HeGTa: Leveraging Heterogeneous Graph-enhanced Large Language Models for Few-shot Complex Table Understanding
Rihui Jin, Yu Li, Guilin Qi, Nan Hu, Yuan-Fang Li, Jiaoyan Chen, Jianan Wang, Yongrui Chen, Dehai Min, Sheng Bi
TL;DR
HeGTa tackles the problem of few-shot complex table understanding by fusing a tabular heterogeneous graph encoder with a large language model. It constructs a Tabular HG to preserve topological semantics, aligns the HG encoder with the LLM through soft prompts, and pre-trains with three multi-granularity self-supervised tasks (TRC, TCM, TCG) before task-specific fine-tuning. Empirical results across nine TU datasets for CTC, TTC, and TQA show HeGTa achieving state-of-the-art performance in few-shot settings, with ablations confirming the value of each component and the benefits of heterogeneous graph representations over homogeneous or linearized approaches.

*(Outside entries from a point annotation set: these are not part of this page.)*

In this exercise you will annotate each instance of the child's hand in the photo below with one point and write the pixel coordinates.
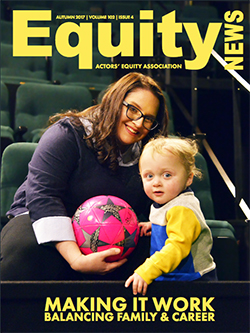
(145, 228)
(139, 285)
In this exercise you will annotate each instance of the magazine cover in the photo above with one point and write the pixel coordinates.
(125, 166)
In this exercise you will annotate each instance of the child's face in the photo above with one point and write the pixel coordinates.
(163, 177)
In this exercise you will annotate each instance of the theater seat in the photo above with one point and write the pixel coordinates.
(35, 103)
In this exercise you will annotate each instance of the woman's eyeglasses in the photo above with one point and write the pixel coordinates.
(150, 123)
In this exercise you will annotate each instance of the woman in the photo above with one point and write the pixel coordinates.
(85, 154)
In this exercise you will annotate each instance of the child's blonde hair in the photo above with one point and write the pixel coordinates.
(184, 148)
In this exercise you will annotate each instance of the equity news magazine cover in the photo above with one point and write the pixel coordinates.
(198, 51)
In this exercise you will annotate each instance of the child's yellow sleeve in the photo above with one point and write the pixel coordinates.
(183, 228)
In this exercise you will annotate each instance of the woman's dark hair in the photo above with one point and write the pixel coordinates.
(106, 115)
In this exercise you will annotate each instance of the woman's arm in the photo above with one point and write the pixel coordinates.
(94, 263)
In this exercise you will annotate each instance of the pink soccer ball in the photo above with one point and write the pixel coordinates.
(104, 222)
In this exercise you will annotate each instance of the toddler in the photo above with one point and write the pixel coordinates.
(181, 241)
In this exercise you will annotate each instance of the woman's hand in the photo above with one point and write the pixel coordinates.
(139, 285)
(94, 263)
(145, 228)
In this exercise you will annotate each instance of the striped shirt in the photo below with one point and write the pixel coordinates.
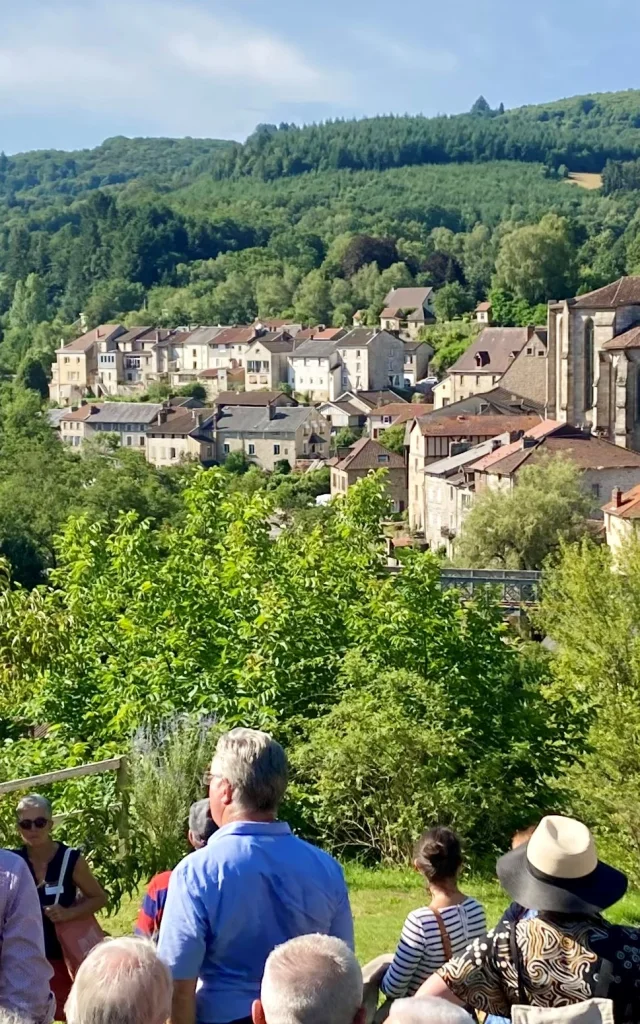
(420, 950)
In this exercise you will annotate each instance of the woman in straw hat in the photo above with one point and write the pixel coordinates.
(566, 953)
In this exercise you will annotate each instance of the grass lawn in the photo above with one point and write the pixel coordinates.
(381, 899)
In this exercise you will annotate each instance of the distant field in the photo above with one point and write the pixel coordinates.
(381, 899)
(586, 180)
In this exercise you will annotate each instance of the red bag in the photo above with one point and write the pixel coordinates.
(77, 938)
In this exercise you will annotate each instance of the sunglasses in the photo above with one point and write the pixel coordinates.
(28, 823)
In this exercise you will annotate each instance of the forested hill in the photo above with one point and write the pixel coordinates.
(582, 133)
(46, 173)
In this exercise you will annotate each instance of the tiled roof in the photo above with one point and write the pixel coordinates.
(254, 398)
(368, 454)
(629, 507)
(400, 412)
(408, 298)
(321, 333)
(315, 349)
(474, 426)
(182, 421)
(625, 292)
(81, 414)
(585, 450)
(492, 352)
(629, 339)
(244, 419)
(126, 412)
(101, 333)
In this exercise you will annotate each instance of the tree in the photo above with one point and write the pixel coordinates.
(31, 375)
(312, 299)
(393, 438)
(364, 249)
(519, 529)
(537, 262)
(452, 301)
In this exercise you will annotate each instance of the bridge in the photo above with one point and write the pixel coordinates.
(514, 587)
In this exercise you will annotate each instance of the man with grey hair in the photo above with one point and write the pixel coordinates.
(314, 979)
(122, 981)
(427, 1010)
(201, 828)
(252, 888)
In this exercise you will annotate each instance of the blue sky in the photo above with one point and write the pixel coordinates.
(75, 72)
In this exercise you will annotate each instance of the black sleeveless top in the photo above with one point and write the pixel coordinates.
(48, 889)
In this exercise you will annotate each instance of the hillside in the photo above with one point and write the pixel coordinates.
(196, 230)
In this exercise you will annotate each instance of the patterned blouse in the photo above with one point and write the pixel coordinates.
(560, 958)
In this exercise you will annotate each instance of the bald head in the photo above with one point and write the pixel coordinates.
(314, 979)
(122, 981)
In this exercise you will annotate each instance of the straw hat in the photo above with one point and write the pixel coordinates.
(558, 870)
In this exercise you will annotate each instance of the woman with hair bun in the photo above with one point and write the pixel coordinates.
(445, 927)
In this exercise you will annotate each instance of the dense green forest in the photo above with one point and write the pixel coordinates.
(318, 222)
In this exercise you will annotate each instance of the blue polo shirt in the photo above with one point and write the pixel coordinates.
(254, 886)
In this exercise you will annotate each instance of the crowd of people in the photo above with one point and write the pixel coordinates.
(255, 927)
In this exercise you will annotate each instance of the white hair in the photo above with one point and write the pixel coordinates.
(314, 979)
(122, 981)
(36, 801)
(427, 1010)
(255, 765)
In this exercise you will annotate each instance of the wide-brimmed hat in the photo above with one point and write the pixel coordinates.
(558, 870)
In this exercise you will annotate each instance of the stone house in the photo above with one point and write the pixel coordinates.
(75, 373)
(594, 361)
(181, 433)
(622, 518)
(603, 465)
(395, 414)
(314, 369)
(437, 435)
(266, 361)
(365, 456)
(489, 357)
(128, 420)
(256, 399)
(417, 357)
(73, 424)
(407, 310)
(372, 359)
(272, 433)
(450, 492)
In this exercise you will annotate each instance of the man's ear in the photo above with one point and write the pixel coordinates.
(257, 1013)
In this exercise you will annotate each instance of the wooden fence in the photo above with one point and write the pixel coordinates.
(119, 765)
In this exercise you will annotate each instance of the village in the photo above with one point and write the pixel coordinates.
(281, 392)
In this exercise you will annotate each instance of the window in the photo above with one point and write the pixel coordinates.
(588, 364)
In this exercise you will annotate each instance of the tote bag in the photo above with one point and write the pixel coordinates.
(77, 938)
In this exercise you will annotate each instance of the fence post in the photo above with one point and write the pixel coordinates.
(122, 788)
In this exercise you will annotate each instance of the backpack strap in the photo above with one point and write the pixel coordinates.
(605, 975)
(446, 942)
(515, 956)
(60, 881)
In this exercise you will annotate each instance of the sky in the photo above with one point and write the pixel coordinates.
(76, 72)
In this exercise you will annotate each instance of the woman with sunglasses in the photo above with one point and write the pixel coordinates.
(80, 894)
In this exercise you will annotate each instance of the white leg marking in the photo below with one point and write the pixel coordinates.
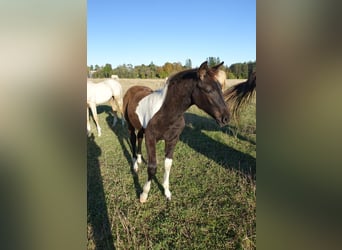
(98, 131)
(139, 159)
(88, 123)
(167, 164)
(93, 110)
(135, 165)
(114, 120)
(144, 194)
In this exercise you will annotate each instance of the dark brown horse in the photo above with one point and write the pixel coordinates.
(159, 115)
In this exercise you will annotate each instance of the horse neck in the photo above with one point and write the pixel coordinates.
(178, 99)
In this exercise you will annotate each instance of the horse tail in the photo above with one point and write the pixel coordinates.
(241, 94)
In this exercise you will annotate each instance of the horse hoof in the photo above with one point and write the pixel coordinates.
(135, 165)
(143, 198)
(139, 159)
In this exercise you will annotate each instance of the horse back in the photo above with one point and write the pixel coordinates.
(130, 102)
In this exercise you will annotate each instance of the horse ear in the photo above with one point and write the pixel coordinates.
(202, 71)
(216, 67)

The approach demonstrates strong generalization and practical potential for real-world TU tasks, particularly those with complex table structures and limited annotations.
Abstract
Table understanding (TU) has achieved promising advancements, but it faces the challenges of the scarcity of manually labeled tables and the presence of complex table structures.To address these challenges, we propose HGT, a framework with a heterogeneous graph (HG)-enhanced large language model (LLM) to tackle few-shot TU tasks.It leverages the LLM by aligning the table semantics with the LLM's parametric knowledge through soft prompts and instruction turning and deals with complex tables by a multi-task pre-training scheme involving three novel multi-granularity self-supervised HG pre-training objectives.We empirically demonstrate the effectiveness of HGT, showing that it outperforms the SOTA for few-shot complex TU on several benchmarks.